Seien Sie bei Mail-Anhängen besonders vorsichtig. Wenn Ihnen der Absender, die Betreffzeile oder der Inhalt verdächtig vorkommen sollen, lassen Sie den Anhang bitte geschlossen und werfen Sie die Mail gleich in den Mülleimer. Aber auch täuschend echte nachgemachte Mails von Banken und Telekommunikationsanbietern werden in großen Mengen verschickt. Und das Fälschen der Absenderadresse einer Mail ist für Böswillige ein Kinderspiel.

Achten Sie auf Schreibfehler in den Mails, auf fehlende Umlaute oder falsche Kundennummern. Gute Virenscanner finden zwar auch in Mail-Anhängen versteckte Schadprogramme, allerdings ist es im Zweifelsfalle besser, ein oder zwei Tage zu warten, bevor Sie den Anhang öffnen. Dann müsste Ihr Virenscanner (der natürlich immer auf dem neuesten Stand gehalten werden muss) auch die neuesten Schädlinge erkennen. Oft genügt es, den Inhalt der Betreff-Zeile bei Google einzugeben, um Warnungen vor Spam oder Viren zu bekommen.

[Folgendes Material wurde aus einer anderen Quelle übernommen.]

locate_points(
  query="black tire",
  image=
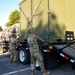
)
(24, 56)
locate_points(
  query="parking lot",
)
(19, 69)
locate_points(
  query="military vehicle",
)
(53, 20)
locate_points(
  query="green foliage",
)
(1, 28)
(13, 18)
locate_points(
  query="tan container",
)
(49, 18)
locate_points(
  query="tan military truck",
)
(53, 20)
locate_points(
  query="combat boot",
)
(32, 72)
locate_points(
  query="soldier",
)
(35, 53)
(12, 47)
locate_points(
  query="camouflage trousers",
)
(13, 55)
(34, 57)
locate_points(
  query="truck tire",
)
(24, 56)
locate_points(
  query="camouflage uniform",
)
(35, 53)
(12, 46)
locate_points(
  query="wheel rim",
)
(22, 56)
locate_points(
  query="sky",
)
(6, 7)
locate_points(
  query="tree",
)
(1, 28)
(13, 18)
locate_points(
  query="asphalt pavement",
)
(19, 69)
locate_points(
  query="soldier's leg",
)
(15, 56)
(11, 57)
(33, 64)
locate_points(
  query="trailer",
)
(54, 22)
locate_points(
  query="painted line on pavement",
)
(16, 71)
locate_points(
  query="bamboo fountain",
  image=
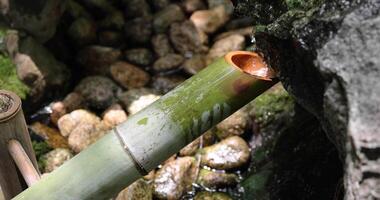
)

Aktuelle Sicherheitsupdates Ihres Betriebssystems sollten immer installiert sein. Doch Achtung: Windows XP wird von Microsoft nicht mehr mit Updates versorgt! Ein Umstieg auf Linux verringert die Gefahr zwar erheblich, ist aber nicht jedem Benutzer möglich.

Nicht nur durch Mails, auch durch infizierte Webseiten könnten Sie Ihr System in Gefahr bringen. Niemand kann sagen, welche Seiten wirklich sicher sind oder es morgen noch sein werden. Daher melden Sie sich immer als Benutzer auf Ihrem PC an und surfen Sie nicht mit Administratorzugang im Netz. Auch vor dem Anklicken von Links in Mails von unbekannten Absendern sollten Sie kurz innehalten – auch die Linkadressen könnten gefälscht sein. Im Zweifelsfall: kopieren und bei google eingeben.

Formatierte HTML-Mails können ebenfalls Schadcode enthalten. Zur Sicherheit stellen Sie Ihr Mailprogramm so ein, dass Mails immer im „Nur-Text-Format“ angenommen werden. Auch das automatische Ausführen von Scripts sollten Sie Ihrem Mailprogramm verbieten.